Aku tergagap. Menyambut uluran tangan cewek itu. Permintaan maaf mode anak-anak, pakai uluran tangan segala.
"Iya."
"Kenalin, sahabat gue. Namanya Raufa."
"Ari." Aku balas mengenalkan diri.
"Tadi katanya Awan. Yang benar Awan atau Ari, sih?"
"Ari aja."
"Awan aja." Aku menoleh pada Mentari. Lalu mengisyaratkannya untuk diam saja. Panggilan aneh itu tidak boleh tersebar luas. Cukup Sasha, aku, dan Mentari saja yang tau.
"Ya ampun! Capek ditungguin rupanya lo di sini?" Aku terlonjak saat suara Rinai menghampiri telinga. "Eh, ini siapa, Ri?"
"Eh? Ini Mentari."
"Beneran? Ini yang namanya Mentari? Ya ampun! Eh, gue Rinai, temannya Ari. Masuk, yuk, kita mau denger banyak cerita lo sampai Ari berubah jadi lebih alim gini."
Aku menepuk dahi. Rinai apa-apaan?
"Hah? Gue nggak ngerubah apapun dari Mas Awan, Mbak."
Aku lagi-lagi menepuk kening. Dugaanku ... benar. Rinai terbahak.
"Awan? Nama panggilan baru lo, Awan? Ya ampun! Imut banget." Aku mencebik. Berapa orang lagi yang akan tau nama 'Awan'?
"Eh?" Mentari salah tingkah, tidak tahu harus merespon bagaimana gelak Rinai yang mendadak.
"Ini semua orang pada kenapa, sih?" Raufa, yang sedari tadi bungkam menatap jengah. Bingung dengan apa yang tengah terjadi.

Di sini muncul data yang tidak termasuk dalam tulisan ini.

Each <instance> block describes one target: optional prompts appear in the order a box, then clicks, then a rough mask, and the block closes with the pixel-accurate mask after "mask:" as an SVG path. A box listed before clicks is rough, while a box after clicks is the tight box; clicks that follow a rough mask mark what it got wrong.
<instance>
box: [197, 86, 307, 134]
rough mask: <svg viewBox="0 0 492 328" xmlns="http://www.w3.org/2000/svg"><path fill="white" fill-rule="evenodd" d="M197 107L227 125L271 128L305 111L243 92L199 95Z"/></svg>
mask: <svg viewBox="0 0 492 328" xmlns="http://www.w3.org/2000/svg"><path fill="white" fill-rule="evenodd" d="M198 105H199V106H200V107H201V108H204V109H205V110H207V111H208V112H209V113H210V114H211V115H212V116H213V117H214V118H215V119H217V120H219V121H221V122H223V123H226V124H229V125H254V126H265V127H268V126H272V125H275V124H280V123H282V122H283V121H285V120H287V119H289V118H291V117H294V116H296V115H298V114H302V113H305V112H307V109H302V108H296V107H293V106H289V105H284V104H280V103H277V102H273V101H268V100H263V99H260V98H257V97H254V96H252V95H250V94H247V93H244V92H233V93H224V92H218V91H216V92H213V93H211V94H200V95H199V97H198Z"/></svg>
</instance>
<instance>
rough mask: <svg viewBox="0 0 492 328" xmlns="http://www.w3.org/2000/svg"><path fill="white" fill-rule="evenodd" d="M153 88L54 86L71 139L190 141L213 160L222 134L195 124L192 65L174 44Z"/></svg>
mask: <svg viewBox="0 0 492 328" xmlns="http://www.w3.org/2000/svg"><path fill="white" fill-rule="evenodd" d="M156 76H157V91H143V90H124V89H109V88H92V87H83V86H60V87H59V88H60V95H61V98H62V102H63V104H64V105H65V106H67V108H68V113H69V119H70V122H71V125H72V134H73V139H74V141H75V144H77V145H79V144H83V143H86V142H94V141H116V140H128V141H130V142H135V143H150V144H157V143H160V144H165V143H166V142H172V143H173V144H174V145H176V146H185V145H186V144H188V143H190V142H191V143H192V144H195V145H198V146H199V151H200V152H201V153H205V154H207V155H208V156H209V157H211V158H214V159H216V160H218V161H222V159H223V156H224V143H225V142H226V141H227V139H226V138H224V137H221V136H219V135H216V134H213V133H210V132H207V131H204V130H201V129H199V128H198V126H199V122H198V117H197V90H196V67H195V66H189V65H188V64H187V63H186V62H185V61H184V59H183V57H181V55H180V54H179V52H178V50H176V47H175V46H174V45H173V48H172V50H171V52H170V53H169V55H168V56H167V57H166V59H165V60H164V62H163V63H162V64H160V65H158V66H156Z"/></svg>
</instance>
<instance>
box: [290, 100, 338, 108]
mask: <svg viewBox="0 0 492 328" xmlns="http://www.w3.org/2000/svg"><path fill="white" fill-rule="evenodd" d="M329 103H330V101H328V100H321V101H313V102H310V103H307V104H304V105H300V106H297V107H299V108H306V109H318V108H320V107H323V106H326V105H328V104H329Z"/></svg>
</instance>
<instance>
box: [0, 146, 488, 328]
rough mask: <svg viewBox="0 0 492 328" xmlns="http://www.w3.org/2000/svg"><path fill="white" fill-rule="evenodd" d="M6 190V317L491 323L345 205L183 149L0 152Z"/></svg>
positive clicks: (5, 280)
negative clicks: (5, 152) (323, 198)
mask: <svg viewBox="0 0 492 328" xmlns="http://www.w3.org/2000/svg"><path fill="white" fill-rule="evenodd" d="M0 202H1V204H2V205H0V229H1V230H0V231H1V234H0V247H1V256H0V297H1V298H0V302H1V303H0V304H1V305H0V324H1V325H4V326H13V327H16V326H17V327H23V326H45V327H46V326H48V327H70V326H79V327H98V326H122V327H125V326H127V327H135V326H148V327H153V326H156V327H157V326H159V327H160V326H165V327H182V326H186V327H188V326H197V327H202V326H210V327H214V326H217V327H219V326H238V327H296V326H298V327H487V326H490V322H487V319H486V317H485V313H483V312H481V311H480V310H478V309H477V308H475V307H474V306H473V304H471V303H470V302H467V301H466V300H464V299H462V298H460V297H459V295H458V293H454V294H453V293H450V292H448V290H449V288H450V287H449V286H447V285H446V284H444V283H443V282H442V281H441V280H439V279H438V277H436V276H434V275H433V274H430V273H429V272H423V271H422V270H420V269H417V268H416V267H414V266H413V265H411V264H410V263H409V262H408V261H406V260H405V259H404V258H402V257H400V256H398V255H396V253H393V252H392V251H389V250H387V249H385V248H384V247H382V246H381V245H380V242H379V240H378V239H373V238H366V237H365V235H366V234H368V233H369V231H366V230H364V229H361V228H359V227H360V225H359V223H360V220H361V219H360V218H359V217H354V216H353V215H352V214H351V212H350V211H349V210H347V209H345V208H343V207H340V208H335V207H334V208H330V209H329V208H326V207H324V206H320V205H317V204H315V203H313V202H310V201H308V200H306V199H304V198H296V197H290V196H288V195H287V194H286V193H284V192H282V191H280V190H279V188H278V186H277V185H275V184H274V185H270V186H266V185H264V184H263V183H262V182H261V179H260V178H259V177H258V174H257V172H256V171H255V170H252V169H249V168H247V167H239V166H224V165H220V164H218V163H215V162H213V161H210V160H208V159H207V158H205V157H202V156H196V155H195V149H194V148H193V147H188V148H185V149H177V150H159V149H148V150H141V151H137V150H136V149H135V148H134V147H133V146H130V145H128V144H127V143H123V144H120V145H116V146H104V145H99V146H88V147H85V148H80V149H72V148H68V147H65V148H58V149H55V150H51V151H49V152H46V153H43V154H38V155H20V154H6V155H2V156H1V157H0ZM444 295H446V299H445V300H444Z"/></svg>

"Ayo, Tari, gabung sama kita di dalam," ajak Rinai.
"Eh, nggak usah, Mbak. Gue juga lagi buru-buru banget," tolak Mentari cepat.
"Loh? Nggak mau duduk ngopi bareng kita? Ada Mas Awan juga loh." Rinai kembali tertawa. Aku mencebik pelan. Apa nama 'Awan' segitu kocaknya hingga cocok dijadikan lelucon?
"Eh, iya, serius, Mbak. Gue minta maaf ya. Mungkin lain kali."
"Yah, sayang banget, dong. Tapi, gue nggak mungkin maksa, sih. Ya sudah, gue tinggal ke dalam sebentar, ya," pamitnya pada Mentari, balik badan. "Cepat nyusul," bisik Rinai padaku. Aku menangguk.
"Ayo, Cha, kita balik." Raufa menarik lengan Mentari.
"Eh, iya, lo duluan aja. Ntar gue nyusul."
"Gue duluan, ya, Mas Awan-eh, Mas Ari. Ah, whatever." Setelah melihat anggukanku, Raufa berjalan cepat, meninggalkan aku dan Mentari.
"Lo ngapain di sini?" Aku membuka pertanyaan.
"Gue baru aja siap interview. Ini gue mau balik pulang," jawab Mentari.
Aku hanya ber-oh pendek. Ternyata ia memilih untuk langsung bekerja.
"Mas Awan sendiri ngapain di sini? Lagi diliburin, ya, sama majikannya? Eh, ini mobilnya Mas Awan? Gila! Bagus banget." Mentari terus mengoceh. Menatap mobilku dengan tatapan kagum. Aku menepuk jidat. Masih saja percaya pada status guyonanku.
"Nggak. Gue cuma minta izin aja buat hang out siang ini. Ini, mobil majikan gue." Aku mengatakan yakin tak yakin, masih sambil menahan tawa. Apa Mentari tidak menaruh curiga? Ah, biar saja.
"Icha!" Aku dan Mentari sontak menoleh ke arah suara dan mendapati Raufa di belakang setir kemudi, membuka jendela setengah.
"Gue balik dulu. Senang ketemu Mas Awan lagi. Dah!" Mentari berjalan sedikit tergesa, menuju mobil yang dikendarai temannya.
Mobil tersebut melaju tak lama kemudian. Aku mengangkat sedikit tanganku.
"Dah."
Kenapa pertemuan ini harus begitu singkat? Padahal aku belum mengucapkan terima kasih untuk nasihat 'mati nggak akan nunggu sampai kita mau sholat', yang percaya atau tidak, membuatku merasa lebih baik.
Ah, biarlah. Memang kadang waktu tidak memberi ruang untuk lebih lama bersapa.